Complaints about Claude's declining code quality have been building for weeks. We reached out last week, and Anthropic has now confirmed technical bugs and opened a deeper investigation.
Over the past few weeks, numerous developers and users on platforms like Reddit, X, and YouTube have reported a noticeable degradation in the performance of Anthropic's AI models, especially in code generation. The criticism ranged from general statements that Claude "has gotten much worse" to detailed bug reports. Now, Anthropic has officially responded to the allegations and acknowledged technical problems.
"Claude has lost its mind"
The complaints, which have been piling up mainly since late August 2025, focused on the model's programming abilities. A user on Reddit wrote that Claude had become "significantly dumber… ignored its own plan and messed up the code." Others reported that the model had started to "lie about the changes it made to code" or didn't even call the methods it was supposed to test.

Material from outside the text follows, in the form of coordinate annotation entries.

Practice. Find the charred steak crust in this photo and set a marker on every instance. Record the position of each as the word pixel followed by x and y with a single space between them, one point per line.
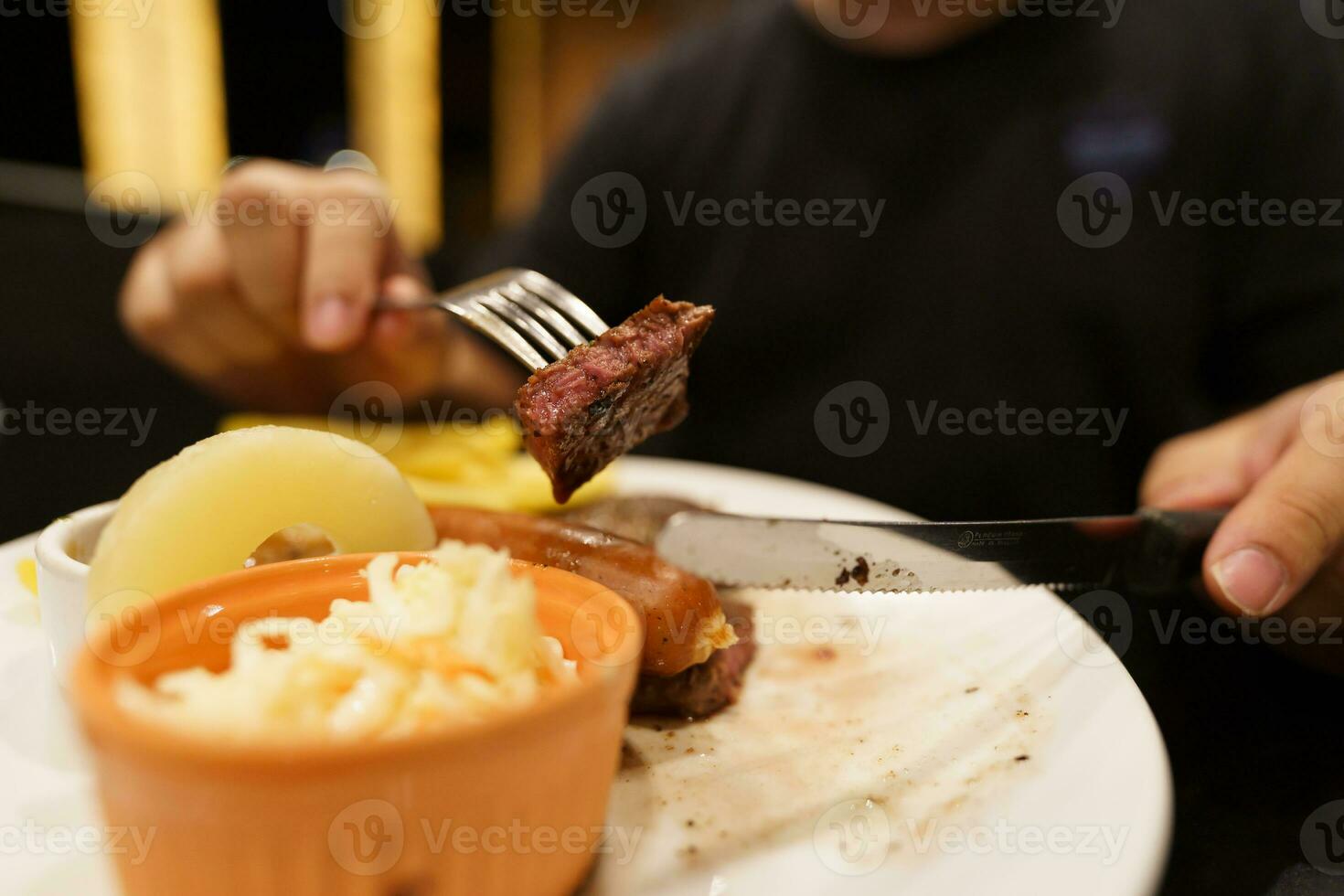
pixel 707 687
pixel 603 398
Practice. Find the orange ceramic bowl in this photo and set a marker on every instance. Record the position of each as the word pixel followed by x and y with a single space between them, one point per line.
pixel 511 806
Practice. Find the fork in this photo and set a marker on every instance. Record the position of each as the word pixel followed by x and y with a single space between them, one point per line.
pixel 526 314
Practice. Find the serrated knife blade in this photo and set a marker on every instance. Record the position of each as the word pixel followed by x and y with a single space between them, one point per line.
pixel 1148 551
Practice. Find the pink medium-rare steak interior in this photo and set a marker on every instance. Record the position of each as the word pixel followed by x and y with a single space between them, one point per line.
pixel 603 398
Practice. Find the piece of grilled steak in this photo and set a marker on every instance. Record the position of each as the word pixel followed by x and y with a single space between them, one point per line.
pixel 603 398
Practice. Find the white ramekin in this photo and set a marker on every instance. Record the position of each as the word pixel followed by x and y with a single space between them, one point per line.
pixel 63 549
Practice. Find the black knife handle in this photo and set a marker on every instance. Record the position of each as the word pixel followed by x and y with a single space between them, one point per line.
pixel 1169 549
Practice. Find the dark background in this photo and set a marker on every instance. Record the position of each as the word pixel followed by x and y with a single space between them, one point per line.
pixel 1255 741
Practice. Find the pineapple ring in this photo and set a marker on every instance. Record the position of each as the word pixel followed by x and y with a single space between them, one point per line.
pixel 205 511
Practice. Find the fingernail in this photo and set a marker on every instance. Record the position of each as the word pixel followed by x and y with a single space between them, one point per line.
pixel 331 323
pixel 1253 579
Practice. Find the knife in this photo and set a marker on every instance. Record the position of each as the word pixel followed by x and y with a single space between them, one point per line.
pixel 1147 552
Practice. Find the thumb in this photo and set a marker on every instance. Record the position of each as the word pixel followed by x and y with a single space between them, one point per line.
pixel 1280 535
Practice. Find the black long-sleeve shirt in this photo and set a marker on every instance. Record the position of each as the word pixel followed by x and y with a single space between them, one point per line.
pixel 912 223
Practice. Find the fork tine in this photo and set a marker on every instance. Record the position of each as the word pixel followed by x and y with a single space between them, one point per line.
pixel 563 300
pixel 519 317
pixel 545 312
pixel 483 320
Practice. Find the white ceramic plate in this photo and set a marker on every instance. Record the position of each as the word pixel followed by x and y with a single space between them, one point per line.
pixel 958 743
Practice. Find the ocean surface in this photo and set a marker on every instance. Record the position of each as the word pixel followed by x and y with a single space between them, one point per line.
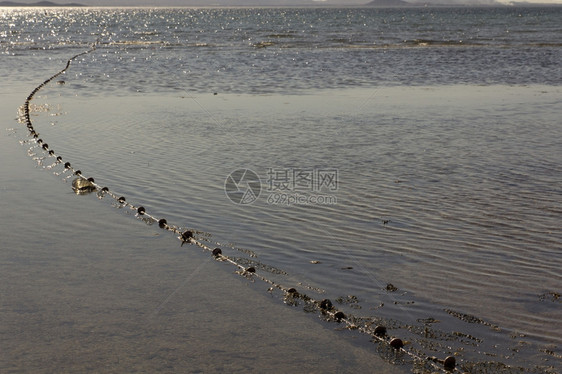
pixel 404 163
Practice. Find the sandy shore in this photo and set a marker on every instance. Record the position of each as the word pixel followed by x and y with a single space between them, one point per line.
pixel 86 289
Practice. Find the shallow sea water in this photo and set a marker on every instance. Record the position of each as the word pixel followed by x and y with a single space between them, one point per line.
pixel 446 227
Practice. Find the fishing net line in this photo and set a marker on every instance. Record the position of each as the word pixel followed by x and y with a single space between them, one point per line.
pixel 394 349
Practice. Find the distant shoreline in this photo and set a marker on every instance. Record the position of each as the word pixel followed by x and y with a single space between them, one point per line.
pixel 42 4
pixel 372 4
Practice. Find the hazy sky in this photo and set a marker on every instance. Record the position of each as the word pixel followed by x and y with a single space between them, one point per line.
pixel 261 2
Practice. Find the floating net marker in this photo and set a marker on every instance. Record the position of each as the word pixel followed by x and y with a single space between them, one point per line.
pixel 324 308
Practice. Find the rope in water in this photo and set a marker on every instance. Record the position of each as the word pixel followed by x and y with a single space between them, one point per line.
pixel 291 295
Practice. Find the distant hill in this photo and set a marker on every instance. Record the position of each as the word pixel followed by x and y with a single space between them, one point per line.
pixel 390 3
pixel 39 3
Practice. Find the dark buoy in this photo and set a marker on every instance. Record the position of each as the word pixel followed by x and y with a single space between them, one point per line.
pixel 82 186
pixel 380 331
pixel 449 363
pixel 339 316
pixel 186 237
pixel 396 343
pixel 326 304
pixel 293 292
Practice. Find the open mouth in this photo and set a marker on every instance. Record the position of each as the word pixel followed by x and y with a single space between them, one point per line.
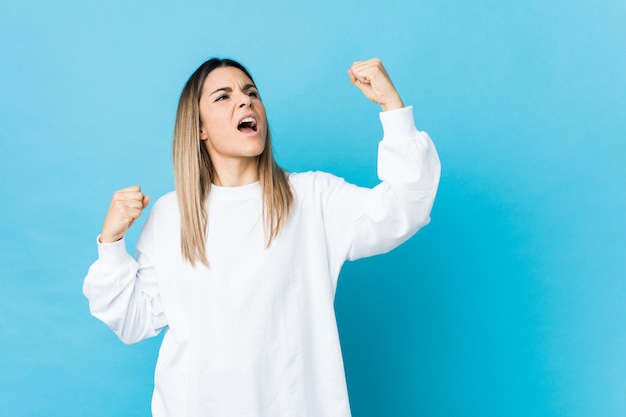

Our own development team also reported issues.
The community speculated about the causes. Some suspected deliberate "throttling the performance," while others considered technical reasons like the use of less reliable quantized variants of the model. There were also counterarguments that blamed the user, citing issues like Context Rot in long conversations or a growing complexity of their own codebase.
Anthropic admits bugs and promises improvement
When asked by THE DECODER last week about the numerous user complaints, Anthropic said in a statement: "We're aware of community reports about recent performance issues with Claude Code and take this feedback seriously. We recently resolved two bugs affecting Claude Sonnet 4 and Claude Haiku 3.5, and are investigating reports around output quality in Claude Opus 4.1."
The company emphasized the role of its users: "User feedback across multiple channels helped us identify and prioritize these incidents. We're thankful to those helping us make Claude better and are working to improve how we communicate with our developer community when issues arise."
These statements align with an official incident report in which Anthropic clarifies that it "never intentionally degrade[s] model quality as a result of demand or other factors." The issues were attributed to "unrelated bugs." The investigation into quality reports concerning the most powerful model, Claude Opus 4.1, is still ongoing. The problems affected Claude.ai, the developer console, the API, and Claude Code. The investigation into quality concerns with the most powerful model, Claude Opus 4.1, is still ongoing.
The incident brings back earlier debates: similar complaints surfaced in August 2024, and in the second half of 2023, users accused OpenAI of making GPT-4 "dumber" over time. OpenAI denied making major changes to the models after release, and many chalked up the frustration to changing user expectations - the initial "wow effect" wears off, and people start to notice the flaws. The Claude case now makes clear that technical problems can sometimes be behind these shifts. It also shows why more transparent communication from AI companies is crucial for keeping user trust, especially when model performance isn't always consistent.